Folding and Catalysis of the glmS Ribozyme Riboswitch Studied at the Single-Molecule Level

Abstract

We present findings from optical trapping experiments performed on the glmS ribozyme riboswitch. Found in the glmS gene in many bacteria, the glmS riboswitch down-regulates GlmS expression in the presence of the cell wall precursor—and enzymatic product of GlmS—glucosamine-6-phosphate (GlcN6P). In response to GlcN6P, the riboswitch site-specifically cleaves itself near its 5ʹ end, which targets the mRNA for subsequent degradation1. We performed single-molecule force spectroscopy experiments on the ribozyme catalytic core, unfolding and refolding the glmS RNA under controlled mechanical loads. The force-extension curves (FECs) reveal that folding and unfolding occur through a series of intermediate states, and we observe a striking hysteresis between unfolding and refolding of the ribozyme. Analysis of the FEC data leads to a model for the major unfolding pathway, involving the sequential unfolding of a series of discrete substructures. We’ve also begun to characterize the folding energy landscape of the catalytic core, using a series of constant-force measurements.

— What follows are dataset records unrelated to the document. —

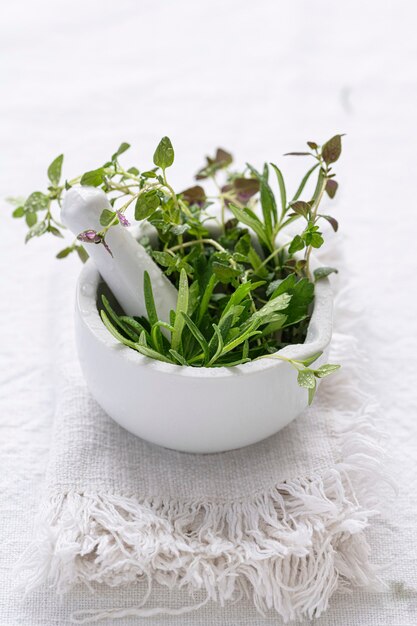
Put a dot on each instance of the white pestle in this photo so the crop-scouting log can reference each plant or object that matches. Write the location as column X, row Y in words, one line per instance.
column 124, row 271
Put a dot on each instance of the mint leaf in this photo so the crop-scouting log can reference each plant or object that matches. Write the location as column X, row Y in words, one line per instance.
column 54, row 170
column 94, row 178
column 296, row 245
column 302, row 294
column 106, row 217
column 37, row 201
column 306, row 379
column 19, row 212
column 146, row 204
column 122, row 148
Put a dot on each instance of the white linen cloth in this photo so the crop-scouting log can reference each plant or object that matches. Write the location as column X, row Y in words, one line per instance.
column 83, row 77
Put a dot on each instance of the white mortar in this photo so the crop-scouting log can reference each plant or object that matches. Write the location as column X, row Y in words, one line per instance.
column 187, row 408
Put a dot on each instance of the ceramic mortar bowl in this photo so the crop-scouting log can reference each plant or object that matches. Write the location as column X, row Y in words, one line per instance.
column 193, row 409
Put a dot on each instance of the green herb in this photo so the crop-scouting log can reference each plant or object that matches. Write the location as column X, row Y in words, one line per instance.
column 242, row 295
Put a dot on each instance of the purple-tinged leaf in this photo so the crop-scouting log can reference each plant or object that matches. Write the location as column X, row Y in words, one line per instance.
column 332, row 149
column 331, row 188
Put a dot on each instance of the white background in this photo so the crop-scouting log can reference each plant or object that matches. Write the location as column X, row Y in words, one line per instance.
column 257, row 78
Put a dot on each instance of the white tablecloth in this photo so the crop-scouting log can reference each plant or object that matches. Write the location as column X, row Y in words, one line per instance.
column 258, row 79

We performed self-cleavage assays with optically trapped ribozyme molecules in the presence of the enzymatic cofactor GlcN6P and its catalytically inactive analog, glucose 6-phosphate. These assays demonstrate that our experimental construct, consisting of aminimal ribozyme sequence, is enzymatically active and strictly dependent upon the presence of GlcN6P. Self-cleavage measurements under controlled loads allow us to determine the profile of the catalytic activity in response to destabilizing forces. We observe an intermediate destabilization regime where the ribozyme remains active, but displays a partial loss of function.Footnotes1 Collins, J.A., Irnov, I., Baker, S., and Winkler, W.C. (2007) Genes Dev21(24), 3356-68.